Practical and Configurable Network Traffic Classification Using Probabilistic Machine Learning
Jiahui Chen, Joe Breen, Jeff M. Phillips, Jacobus Van der Merwe
TL;DR
This work tackles the practical need for accurate, configurable network traffic classification by leveraging statistics from subflows and probabilistic likelihoods. It introduces a subflow-based traffic representation with $N \in \{25, 100, 1000\}$ and an 8-feature ${8}$ vector per subflow, then builds flow-level likelihoods using a gradient-boosted decision tree subflow classifier and joint likelihoods to yield a final decision. Three classification modes are explored: Strict Certainty, Majority Likelihood, and Incremental Classification, each with distinct tradeoffs between certainty, speed, and coverage; the method achieves near-perfect accuracy on a Science DMZ dataset and strong performance on a broader General dataset, with rapid decisions often after observing only a small fraction of subflows. The approach is validated on real-world data with detailed comparisons across datasets, subflow lengths, and percentages, and is complemented by code and data availability, highlighting practical applicability for security and management tasks in diverse networks.

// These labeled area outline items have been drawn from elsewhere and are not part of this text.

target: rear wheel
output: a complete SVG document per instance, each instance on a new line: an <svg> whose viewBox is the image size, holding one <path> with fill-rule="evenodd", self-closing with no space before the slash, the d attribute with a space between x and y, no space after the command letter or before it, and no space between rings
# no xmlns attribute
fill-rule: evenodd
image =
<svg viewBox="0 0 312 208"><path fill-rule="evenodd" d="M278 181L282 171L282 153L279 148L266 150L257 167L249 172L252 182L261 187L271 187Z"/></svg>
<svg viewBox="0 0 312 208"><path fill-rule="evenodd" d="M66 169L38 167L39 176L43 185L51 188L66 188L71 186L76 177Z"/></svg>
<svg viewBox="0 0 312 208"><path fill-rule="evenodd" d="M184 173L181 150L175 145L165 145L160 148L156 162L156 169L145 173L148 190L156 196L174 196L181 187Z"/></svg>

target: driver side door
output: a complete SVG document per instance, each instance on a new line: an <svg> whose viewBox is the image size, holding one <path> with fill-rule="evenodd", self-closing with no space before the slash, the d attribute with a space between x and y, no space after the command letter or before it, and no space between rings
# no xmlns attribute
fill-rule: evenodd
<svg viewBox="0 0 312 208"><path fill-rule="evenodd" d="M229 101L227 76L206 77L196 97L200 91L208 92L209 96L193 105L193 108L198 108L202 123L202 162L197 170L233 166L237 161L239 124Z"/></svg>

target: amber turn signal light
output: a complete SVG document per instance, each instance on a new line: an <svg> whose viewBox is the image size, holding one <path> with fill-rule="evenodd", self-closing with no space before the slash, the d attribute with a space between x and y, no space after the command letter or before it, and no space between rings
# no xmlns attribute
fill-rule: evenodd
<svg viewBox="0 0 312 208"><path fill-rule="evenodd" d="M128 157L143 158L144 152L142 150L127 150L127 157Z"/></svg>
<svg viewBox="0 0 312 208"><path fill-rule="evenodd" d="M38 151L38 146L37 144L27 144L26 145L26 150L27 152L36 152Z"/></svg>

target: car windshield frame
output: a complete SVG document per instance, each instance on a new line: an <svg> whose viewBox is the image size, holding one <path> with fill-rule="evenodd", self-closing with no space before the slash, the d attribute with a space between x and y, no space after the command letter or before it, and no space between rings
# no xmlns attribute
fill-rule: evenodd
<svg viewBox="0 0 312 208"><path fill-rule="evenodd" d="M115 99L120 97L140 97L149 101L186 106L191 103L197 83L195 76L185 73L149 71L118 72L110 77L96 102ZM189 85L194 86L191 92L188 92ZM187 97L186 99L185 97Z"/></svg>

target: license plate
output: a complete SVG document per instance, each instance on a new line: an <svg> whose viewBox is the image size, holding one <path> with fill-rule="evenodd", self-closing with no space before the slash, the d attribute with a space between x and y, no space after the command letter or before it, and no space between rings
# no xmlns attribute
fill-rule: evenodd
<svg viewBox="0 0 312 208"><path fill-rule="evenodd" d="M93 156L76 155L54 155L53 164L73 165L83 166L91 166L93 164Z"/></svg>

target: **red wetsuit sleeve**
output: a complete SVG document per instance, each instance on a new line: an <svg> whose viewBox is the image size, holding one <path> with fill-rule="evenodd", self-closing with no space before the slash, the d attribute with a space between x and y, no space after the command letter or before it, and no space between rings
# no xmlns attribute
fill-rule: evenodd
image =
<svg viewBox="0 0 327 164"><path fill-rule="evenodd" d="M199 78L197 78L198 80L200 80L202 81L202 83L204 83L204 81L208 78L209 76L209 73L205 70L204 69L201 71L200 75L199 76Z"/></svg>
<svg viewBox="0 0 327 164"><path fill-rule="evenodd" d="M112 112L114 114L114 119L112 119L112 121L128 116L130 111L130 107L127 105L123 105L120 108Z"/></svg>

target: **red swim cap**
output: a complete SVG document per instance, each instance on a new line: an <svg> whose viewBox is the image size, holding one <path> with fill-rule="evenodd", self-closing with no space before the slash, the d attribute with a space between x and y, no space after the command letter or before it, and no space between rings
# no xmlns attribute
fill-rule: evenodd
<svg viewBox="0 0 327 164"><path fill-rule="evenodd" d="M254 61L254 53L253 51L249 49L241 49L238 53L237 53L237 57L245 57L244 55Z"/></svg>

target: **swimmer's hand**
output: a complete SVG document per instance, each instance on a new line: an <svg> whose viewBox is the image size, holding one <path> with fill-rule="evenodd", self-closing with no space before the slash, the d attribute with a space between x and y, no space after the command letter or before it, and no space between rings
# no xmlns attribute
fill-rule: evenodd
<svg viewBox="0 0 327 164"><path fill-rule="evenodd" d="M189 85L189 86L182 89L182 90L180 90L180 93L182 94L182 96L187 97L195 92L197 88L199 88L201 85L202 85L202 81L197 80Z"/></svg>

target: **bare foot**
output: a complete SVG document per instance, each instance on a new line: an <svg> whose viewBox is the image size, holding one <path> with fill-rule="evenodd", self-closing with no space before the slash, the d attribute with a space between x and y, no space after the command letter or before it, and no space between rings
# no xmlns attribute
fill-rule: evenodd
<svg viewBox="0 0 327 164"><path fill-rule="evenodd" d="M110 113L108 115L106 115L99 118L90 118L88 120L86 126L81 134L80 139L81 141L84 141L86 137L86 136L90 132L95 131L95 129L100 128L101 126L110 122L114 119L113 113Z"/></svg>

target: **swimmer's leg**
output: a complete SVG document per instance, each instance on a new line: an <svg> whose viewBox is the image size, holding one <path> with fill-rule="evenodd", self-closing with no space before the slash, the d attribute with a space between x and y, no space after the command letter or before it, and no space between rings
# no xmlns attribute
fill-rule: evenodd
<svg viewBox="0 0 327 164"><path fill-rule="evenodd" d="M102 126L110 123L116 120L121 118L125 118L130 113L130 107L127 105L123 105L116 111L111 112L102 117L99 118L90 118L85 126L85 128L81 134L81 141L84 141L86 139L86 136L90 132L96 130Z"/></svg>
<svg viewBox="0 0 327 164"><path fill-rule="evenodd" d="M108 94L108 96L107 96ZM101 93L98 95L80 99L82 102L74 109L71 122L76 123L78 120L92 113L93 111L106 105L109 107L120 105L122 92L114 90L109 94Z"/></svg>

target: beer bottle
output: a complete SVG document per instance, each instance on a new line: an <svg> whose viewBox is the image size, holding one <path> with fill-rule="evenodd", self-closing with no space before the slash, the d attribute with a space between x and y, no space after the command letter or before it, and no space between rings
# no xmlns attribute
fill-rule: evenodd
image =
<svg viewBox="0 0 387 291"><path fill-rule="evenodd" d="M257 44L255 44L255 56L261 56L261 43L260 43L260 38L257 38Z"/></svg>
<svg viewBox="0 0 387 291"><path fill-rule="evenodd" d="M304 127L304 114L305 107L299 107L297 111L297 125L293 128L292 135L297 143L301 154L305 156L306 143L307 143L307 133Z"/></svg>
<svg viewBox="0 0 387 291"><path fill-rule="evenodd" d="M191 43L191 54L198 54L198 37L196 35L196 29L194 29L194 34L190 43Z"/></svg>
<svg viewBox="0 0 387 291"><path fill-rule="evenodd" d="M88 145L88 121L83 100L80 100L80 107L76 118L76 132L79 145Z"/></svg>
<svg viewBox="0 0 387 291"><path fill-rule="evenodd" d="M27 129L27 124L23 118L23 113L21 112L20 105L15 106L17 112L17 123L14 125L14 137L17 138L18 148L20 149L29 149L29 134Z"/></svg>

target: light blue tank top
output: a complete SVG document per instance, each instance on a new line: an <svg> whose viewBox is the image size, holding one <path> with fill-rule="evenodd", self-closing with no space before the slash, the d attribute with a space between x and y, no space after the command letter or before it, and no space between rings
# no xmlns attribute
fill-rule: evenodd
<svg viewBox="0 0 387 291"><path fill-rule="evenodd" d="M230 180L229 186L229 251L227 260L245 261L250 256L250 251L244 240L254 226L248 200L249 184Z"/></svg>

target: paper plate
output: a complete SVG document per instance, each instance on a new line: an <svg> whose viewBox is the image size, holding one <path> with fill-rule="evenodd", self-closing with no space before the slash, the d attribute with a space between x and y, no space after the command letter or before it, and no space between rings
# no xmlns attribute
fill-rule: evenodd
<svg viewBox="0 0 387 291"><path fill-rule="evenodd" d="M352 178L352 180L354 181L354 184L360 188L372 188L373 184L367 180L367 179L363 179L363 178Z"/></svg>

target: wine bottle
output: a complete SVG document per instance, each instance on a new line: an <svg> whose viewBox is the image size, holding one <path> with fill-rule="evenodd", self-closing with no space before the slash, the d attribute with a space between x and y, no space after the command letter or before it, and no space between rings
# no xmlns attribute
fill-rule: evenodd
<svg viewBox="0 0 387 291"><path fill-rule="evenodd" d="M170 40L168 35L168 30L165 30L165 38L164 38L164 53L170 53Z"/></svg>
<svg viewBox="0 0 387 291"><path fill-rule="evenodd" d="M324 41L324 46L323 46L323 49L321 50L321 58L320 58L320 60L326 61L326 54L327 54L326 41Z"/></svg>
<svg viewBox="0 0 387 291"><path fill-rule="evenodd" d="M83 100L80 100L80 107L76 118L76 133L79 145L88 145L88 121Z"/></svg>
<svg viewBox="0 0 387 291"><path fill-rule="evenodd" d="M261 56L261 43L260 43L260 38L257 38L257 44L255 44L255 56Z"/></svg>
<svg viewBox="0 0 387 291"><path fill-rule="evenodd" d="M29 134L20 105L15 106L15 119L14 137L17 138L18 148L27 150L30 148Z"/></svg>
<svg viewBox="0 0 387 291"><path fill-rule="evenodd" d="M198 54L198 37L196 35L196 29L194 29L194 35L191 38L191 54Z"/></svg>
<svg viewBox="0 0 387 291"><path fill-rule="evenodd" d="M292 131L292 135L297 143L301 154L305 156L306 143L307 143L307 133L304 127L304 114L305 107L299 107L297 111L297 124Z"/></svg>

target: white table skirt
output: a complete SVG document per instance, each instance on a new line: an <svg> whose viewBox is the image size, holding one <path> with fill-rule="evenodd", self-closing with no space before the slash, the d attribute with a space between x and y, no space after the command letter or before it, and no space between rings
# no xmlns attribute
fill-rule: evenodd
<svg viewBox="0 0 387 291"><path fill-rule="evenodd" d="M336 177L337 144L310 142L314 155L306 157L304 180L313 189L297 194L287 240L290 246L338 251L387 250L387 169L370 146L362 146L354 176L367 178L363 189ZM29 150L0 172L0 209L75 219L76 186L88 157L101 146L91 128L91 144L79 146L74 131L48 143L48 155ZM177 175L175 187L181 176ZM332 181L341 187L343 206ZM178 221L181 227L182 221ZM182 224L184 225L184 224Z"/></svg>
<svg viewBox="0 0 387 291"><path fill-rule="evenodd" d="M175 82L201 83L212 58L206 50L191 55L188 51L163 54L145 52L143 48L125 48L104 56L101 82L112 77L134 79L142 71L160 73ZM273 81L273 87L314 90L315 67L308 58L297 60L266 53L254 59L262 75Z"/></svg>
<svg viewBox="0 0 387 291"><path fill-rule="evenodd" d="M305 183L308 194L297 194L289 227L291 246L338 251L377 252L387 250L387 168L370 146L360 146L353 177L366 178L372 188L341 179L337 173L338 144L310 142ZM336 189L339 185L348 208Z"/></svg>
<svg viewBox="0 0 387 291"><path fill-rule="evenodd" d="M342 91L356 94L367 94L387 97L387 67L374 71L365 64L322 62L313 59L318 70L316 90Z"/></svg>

Overall, the framework offers configurable certainty, fast incremental decisions, and robust performance for distinguishing approved traffic from unknown activity in real networks.
Abstract
Network traffic classification that is widely applicable and highly accurate is valuable for many network security and management tasks. A flexible and easily configurable classification framework is ideal, as it can be customized for use in a wide variety of networks. In this paper, we propose a highly configurable and flexible machine learning traffic classification method that relies only on statistics of sequences of packets to distinguish known, or approved, traffic from unknown traffic. Our method is based on likelihood estimation, provides a measure of certainty for classification decisions, and can classify traffic at adjustable certainty levels. Our classification method can also be applied in different classification scenarios, each prioritizing a different classification goal. We demonstrate how our classification scheme and all its configurations perform well on real-world traffic from a high performance computing network environment.